Please, see here Issue Number 02, that we published in July 2020. All the news nuggets are on the same page but, when you are on the platform proper, the information is the same but each nugget has its own page. We hope you find it interesting and worth signing up for the one month trial and then stay with us!.
We hope the Insights will give you a wider view of the world of food outside your area of business. Please visit us on https://agribusiness.academy/drfood
Commuting to City Centres is Passé. Stay Home, Stay Smart & Safe!?

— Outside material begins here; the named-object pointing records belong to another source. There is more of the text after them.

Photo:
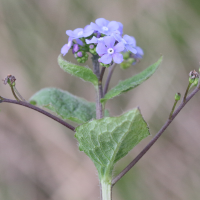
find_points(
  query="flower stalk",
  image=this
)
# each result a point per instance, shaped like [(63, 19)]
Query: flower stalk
[(106, 190)]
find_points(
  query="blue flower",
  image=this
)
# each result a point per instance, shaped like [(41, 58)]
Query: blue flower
[(80, 32), (94, 40), (129, 43), (138, 56), (66, 47), (109, 52), (104, 26)]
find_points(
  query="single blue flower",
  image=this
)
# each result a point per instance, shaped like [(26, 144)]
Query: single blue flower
[(104, 26), (66, 47), (75, 48), (129, 43), (109, 52), (138, 56), (94, 40), (80, 32)]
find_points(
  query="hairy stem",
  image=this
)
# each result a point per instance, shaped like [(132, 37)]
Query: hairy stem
[(96, 70), (173, 109), (19, 95), (106, 190), (110, 72), (160, 132), (13, 92), (22, 103), (186, 92)]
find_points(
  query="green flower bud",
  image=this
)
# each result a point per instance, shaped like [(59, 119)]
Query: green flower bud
[(79, 60), (126, 56), (130, 60), (125, 65), (191, 80), (195, 83), (177, 96)]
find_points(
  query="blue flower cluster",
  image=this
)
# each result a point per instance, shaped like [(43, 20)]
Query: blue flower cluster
[(103, 38)]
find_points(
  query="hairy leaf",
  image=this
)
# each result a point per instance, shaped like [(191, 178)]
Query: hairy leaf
[(65, 105), (78, 71), (128, 84), (109, 139)]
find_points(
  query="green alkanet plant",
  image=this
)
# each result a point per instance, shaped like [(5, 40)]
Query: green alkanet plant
[(103, 138)]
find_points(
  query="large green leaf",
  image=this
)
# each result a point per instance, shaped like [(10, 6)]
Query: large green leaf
[(78, 71), (109, 139), (132, 82), (65, 105)]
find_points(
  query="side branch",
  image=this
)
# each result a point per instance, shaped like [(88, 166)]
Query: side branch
[(160, 132), (111, 69), (28, 105)]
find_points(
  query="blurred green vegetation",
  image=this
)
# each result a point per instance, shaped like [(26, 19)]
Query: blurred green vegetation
[(39, 159)]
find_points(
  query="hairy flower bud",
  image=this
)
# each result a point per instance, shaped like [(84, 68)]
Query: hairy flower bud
[(193, 74), (177, 96), (79, 54)]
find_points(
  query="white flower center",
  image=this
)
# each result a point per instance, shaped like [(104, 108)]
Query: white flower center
[(104, 28), (124, 41), (100, 39), (110, 51), (80, 33)]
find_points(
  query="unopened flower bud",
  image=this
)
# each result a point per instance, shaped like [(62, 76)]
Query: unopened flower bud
[(177, 96), (75, 48), (191, 80), (91, 46), (193, 74), (79, 54), (10, 80), (195, 83)]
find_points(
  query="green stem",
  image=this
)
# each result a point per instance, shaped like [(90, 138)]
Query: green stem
[(14, 93), (96, 70), (19, 95), (186, 92), (173, 109), (106, 190)]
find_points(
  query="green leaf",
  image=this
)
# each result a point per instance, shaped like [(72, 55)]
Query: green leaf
[(128, 84), (65, 105), (109, 139), (78, 71)]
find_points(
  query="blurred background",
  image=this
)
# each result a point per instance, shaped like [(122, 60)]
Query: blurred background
[(39, 158)]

- Covid-19 has turned the home into the hub both for working and socialising. Lower stress working from home (relaxing in pyjamas until the business Zoom call!)? Not so – many parents have had to balance home working with home schooling for their kids. Working from home may be the new normal for many people as employers see the cost savings associated with having remote employees.This could be worrisome for property owners as city centre offices are shrunk and workers head for the suburbs or even rural areas. It’s threatening, too, for restaurants and Food-2-Go outlets located next to city centre office and apartment towers. Some notable trends with food industry implications include:
- local shops, services, restaurants, coffee shops and bars offering local products are preferred. Consumers have more trust and feel more connected to local businesses. Brands should highlight their provenance credentials and links with the local community to encourage this goodwill. ;
- Starbucks envisaged its cafés as “The Third Place”, somewhere in the middle between home and the office. Increasingly, the workplace may be distanced with local coffee shops being the office during the day, a social focal point in the evening, flipping the beverages (energisers during the working day and alcohol/CBD for relaxation in the evening) and food offers to suit customers.

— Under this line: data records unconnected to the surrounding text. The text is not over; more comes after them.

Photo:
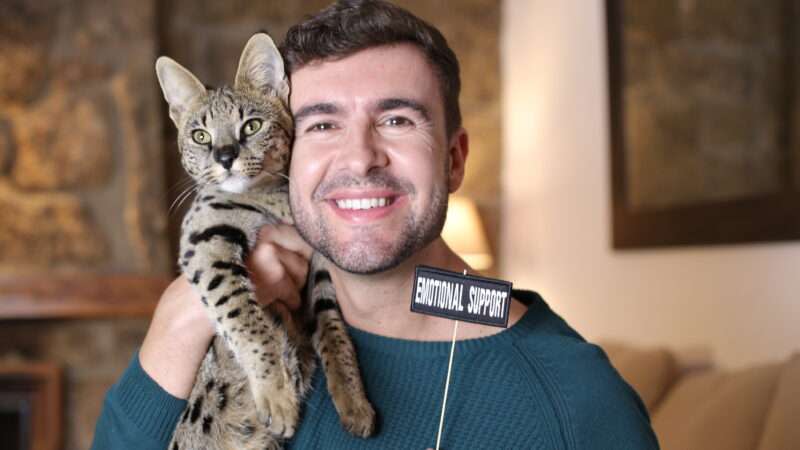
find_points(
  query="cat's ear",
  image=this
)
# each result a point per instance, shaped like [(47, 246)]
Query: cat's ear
[(179, 86), (261, 67)]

BIG IMPLICATIONS: Local is in and the cachet of the global brand is diminished. The Post-Covid period may require city food and drink businesses to be particularly agile in responding to a new world of work and after-work socialising. But for local firms with local attributes and links to the local community, make sure you shout loud!
Source: Just-Drinks.
Covid-19 Accelerates the Introduction of Automation and AI Throughout the Agricultural and Food Industry
- Starship Technologies has been running a robot delivery service for groceries in Milton Keynes (a small city north of London) for over two years, working with Tesco and The Coop. Previous customers were Just Eat and Deliveroo delivering takeaway meals. Happy households can track the robots progress and have loved the “no human contact” element during the coronavirus crisis. Walmart has robotic floor cleaners silently sweeping huge hypermarkets in the USA. Kroger’s Giant Eagle stores have robots to check stock availability. The distribution centres of Ocado, the pure online grocery player, are notable for their lack of human staff and abundance of robotic product pickers & packers..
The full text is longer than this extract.